Call me…Umbrella Woman.

It hardly rains here. As opposed to the snow in the winter that most of the country has gotten, we have gotten rain. To incorporate this my new graduate learnin’, let’s give a slightly syllogistic example. Inferring from the first two statements, one could assume that I must be living in a rather temperate climate and/or that I am currently in the winter season.

But I am happy with the rain. With the rain I finally get to use my awesomely cheap umbrella. It’s one of those automatic umbrellas, which shoots out and unfurls into place at the touch of a button. J scoffed at me being lured in buying an umbrella on a hot, sunny summer day, during our local span of 300 (or so) continual hot and sunny days we get a year.

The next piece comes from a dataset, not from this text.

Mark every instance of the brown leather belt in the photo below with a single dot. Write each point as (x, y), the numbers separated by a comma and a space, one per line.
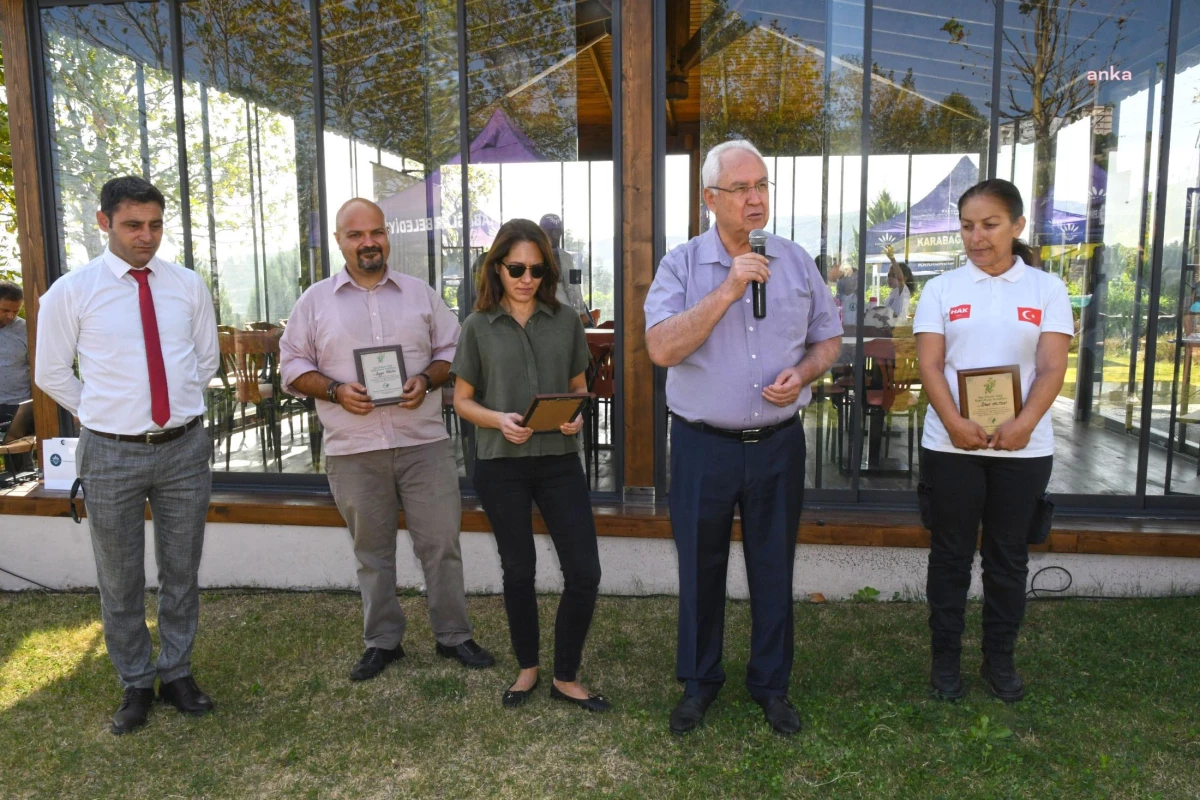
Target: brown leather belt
(754, 434)
(153, 437)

The most fun came when I left the English building. My umbrella handle had been sticking out diagonally out of my backpack at shoulder height, so in mid-stride, I swiftly reached across my body and unsheathed my umbrella from my Jansport scabbard. I then held the umbrella out in front of me and clicked the button. The umbrella sprung open and somehow rhythmically fused with my step so that I could swing the umbrella smoothly over my head.

I felt like a total badass.

I also felt a bit like Mary Poppins. I was slightly hoping that Dick Van Dyke’s chimney sweep character would come and latch onto my arm. With twinkling eyes, he would ask me to clean his chimney stack, ah… to have tea with him and penguins and we would float up into the dewy skies. Sadly white corsets don’t fit in with my preconceived notions of svelte kick-assery, but flying definitely does.


5 Responses to Call me…Umbrella Woman.

  1. eatsbugs says:

    Gotta love a fately well-choreographed umbrella moment. Next thing you need is two blondish children to follow you around and demand that you play a game with them. But perhaps you should get married first.

  2. E says:

    Badass + Mary Poppins = This?

  3. firewings says:

    Oh God. *clasps hands over eyes* I remember that one… I saw that in theaters even.

    But you do have to take in account how old I was at the time.

  4. The Rebuker says:

    White corsets, not bad-ass. But black pleather corsets (á la The Matrix or Underworld), those are de rigeur for the ass-kickin’ modern woman.
    This is slightly off-topic, but do you think Mary Poppins is kind of hot?

  5. firewings says:

    Julie Andrews is gorgeous, and has this depth grace that I can’t even hope to attain, but in Mary Poppins she seems too stern, too dominatrix-y. Not my “thing” in a woman, to be clear. (If I have specific “things” in woman. No, D, I’m am not closeted.)